Una vez que hubo amanecido, salió de
nuevo y miró alrededor. La mañana estaba un poco oscura, ventosa y
gris. El viento había menguado, pero las olas seguían rompiendo
salvajemente. Vagó durante algún tiempo por la costa, esperando a que
aumente la luz. Al final escuchó un movimiento en la cabaña. Más tarde
la voz de la anciana llamándole desde la puerta.
- Se ha levantado muy temprano, joven. Dudo que haya dormido bien.
- No muy bien, - respondió. - ¿pero dónde está su hija?
-
Ella no se ha despertado aún - dijo la madre. - Me temo que tengo un
pobre desayuno para usted. Pero tomará una copita y un poco de pescado.
Es todo lo que tengo.
Sin desear herirla, y dándose cuenta que
tenía un buen apetito, se sentó a la mesa. Mientras comían, la hija
llegó, pero no quiso mirarlos y se arrinconó en el lugar más lejano de
la cabaña. Cuando se acercó un poco, después de uno o dos minutos, el
joven vio que ella tenía el pelo empapado, y su rostro estaba más pálido
de lo normal. Se veía débil y tenía mal aspecto. Cuando levantó la
vista, toda su anterior fiereza habíase desvanecido, y solo quedaba en
su lugar una gran expresión de tristeza.
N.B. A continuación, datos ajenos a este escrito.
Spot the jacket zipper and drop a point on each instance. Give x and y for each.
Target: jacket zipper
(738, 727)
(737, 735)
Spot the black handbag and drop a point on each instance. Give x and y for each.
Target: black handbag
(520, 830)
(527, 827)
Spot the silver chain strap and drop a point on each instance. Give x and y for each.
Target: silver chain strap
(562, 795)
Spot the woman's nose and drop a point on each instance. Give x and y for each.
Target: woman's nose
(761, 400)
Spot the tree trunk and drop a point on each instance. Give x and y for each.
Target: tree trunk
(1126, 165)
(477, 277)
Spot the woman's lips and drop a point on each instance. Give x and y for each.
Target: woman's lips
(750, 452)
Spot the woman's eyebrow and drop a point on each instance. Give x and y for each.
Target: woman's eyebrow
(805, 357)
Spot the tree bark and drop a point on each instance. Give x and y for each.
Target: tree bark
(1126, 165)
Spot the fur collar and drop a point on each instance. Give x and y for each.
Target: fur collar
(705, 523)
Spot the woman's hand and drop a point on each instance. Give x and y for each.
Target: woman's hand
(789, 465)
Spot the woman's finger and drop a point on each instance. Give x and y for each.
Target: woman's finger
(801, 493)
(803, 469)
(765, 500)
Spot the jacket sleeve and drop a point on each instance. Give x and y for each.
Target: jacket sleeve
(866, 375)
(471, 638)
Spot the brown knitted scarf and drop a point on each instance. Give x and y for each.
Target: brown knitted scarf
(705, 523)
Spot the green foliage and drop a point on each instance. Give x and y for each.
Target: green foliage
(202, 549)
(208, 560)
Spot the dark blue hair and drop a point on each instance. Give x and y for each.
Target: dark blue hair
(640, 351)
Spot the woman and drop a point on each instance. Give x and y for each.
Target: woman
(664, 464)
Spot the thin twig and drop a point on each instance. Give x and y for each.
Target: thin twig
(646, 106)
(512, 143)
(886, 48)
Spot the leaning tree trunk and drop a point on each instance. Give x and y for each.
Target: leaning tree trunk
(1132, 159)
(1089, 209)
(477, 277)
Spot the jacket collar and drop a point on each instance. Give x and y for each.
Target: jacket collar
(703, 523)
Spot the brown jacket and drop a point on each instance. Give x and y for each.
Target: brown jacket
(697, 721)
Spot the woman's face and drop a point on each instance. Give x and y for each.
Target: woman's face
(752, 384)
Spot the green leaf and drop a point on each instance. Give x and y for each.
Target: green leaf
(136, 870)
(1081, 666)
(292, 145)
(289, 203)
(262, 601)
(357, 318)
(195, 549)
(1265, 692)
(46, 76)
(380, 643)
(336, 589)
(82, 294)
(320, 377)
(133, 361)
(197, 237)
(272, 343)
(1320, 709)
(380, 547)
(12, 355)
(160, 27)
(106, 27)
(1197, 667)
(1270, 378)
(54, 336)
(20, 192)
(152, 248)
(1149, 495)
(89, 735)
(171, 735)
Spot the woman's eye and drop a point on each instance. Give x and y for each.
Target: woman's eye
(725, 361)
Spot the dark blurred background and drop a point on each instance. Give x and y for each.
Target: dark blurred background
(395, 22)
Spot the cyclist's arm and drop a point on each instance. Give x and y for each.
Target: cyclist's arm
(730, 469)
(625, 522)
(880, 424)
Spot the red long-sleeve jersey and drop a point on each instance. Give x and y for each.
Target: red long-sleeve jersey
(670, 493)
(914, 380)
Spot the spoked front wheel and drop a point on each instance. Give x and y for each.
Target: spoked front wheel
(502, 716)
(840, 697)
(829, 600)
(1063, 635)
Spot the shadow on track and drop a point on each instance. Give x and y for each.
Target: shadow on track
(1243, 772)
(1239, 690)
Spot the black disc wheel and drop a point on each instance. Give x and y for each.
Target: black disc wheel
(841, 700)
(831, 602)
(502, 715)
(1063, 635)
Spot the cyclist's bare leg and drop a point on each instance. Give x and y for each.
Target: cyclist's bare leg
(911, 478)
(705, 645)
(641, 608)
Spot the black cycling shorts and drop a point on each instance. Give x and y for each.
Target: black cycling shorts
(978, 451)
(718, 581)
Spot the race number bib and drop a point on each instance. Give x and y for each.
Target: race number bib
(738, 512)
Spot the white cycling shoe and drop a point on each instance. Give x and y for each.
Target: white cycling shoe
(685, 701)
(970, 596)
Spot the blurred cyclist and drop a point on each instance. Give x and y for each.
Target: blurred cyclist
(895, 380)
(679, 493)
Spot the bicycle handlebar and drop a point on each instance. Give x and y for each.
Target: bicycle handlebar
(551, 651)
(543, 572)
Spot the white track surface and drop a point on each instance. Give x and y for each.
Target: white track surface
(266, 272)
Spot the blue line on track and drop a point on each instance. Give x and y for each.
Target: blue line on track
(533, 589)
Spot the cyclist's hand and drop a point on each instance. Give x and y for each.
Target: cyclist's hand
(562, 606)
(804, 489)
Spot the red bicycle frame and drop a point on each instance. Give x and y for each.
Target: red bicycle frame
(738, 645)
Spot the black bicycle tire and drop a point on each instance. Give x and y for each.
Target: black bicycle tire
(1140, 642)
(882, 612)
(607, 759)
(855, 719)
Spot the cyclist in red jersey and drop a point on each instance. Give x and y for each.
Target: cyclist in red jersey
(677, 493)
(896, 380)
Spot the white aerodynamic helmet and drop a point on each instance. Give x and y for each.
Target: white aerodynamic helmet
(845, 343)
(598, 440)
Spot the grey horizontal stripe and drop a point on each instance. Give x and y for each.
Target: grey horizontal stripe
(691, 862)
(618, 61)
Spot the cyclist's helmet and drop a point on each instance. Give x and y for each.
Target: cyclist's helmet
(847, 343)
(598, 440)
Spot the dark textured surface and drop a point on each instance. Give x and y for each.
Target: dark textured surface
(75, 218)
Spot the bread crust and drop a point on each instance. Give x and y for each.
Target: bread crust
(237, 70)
Su cuello estaba cubierto con
un pañuelo de algodón. Ahora se mostraba mucho más atenta por él, y ya
no rehuía la mirada. Poco a poco se iba rindiendo a la tentación de
afrontar otra noche en tal lugar, cuando la anciana habló.
- El tiempo ha mejorado ya, joven - dijo. - Sería mejor que marchara, o sus amigos se irán sin usted.
Antes
que pudiera responder, vio tal expresión de súplica en la mirada de la
chica, que vaciló confundido. Miró de nuevo a la madre y vio un atisbo
de ira en su rostro. Ella se levantó y se acercó a su hija, con la mano
elevada como para pegarle. La joven inclinó su cabeza con un grito. En
tanto el muchacho se lanzó desde la mesa para interponerse entre ellas.
Pero la madre ya la había atrapado; el pañuelo se cayó de su cuello; y
el joven pudo ver cinco magulladuras azules en su adorable cuello, las
marcas de cuatro dedos y el pulgar de una mano izquierda. Con un grito
de horror, se quiso ir de la casa, pero cuando llegó a la puerta, se dio
vuelta. Su anfitriona estaba inmóvil en el piso, y un enorme lobo gris
estaba saltando tras él.
Ahora no había arma a mano; y si hubiese
habido, su caballerosidad innata nunca le hubiera permitido utilizarla
para dañar a una mujer, a pesar que tuviera el aspecto de un lobo.
Insintivamente, se puso firme, se inclinó hacia adelante, con los brazos
medio extendidos, y las manos curvadas, como para agarrar nuevamente la
garganta sobre la que antes había dejado tales marcas. Pero la criatura
eludió su captura, y en vez de sentir sus colmillos, tal y como
esperaba, se encontró a la chica gimiendo en su pecho, con sus brazos
alrededor del cuello. Al siguiente instante, el lobo gris resurgió y
brincó aullando hacia el risco. Recobrándose tanto como su juventud le
permitía, el muchacho le siguió, ya que esta era el único camino para
salir de ahí, y poder encontrar a sus compañeros.
De repente
escuchó de nuevo el sonido de los huesos crujiendo (no como si la
criatura los estuviera devorando sino como si hubieran sido molidos por
sus dientes para desquitarse de la furia y la desilusión); mirando a su
alrededor, volvió a ver la misma caverna en que había tomado refugio la
noche anterior. Totalmente resoluto, pasó por ahí, lenta y suavemente.
Desde el interior surgió el sonido de una mezcla de gemido y gruñido.
Habiendo
alcanzado la cima, corrió a toda velocidad durante algún tiempo antes
de aventurarse a mirar a sus espaldas. Cuando al final pudo hacerlo,
vio, a lo lejos, contra el cielo, a la chica sentada sobre la cima del
acantilado, sacudiendo sus manos. Un solitario gemido cruzó el espacio
entre ellos. Ella no hizo intento alguno por seguirlo, y él llegó a la
costa opuesta algún tiempo después, sano y salvo.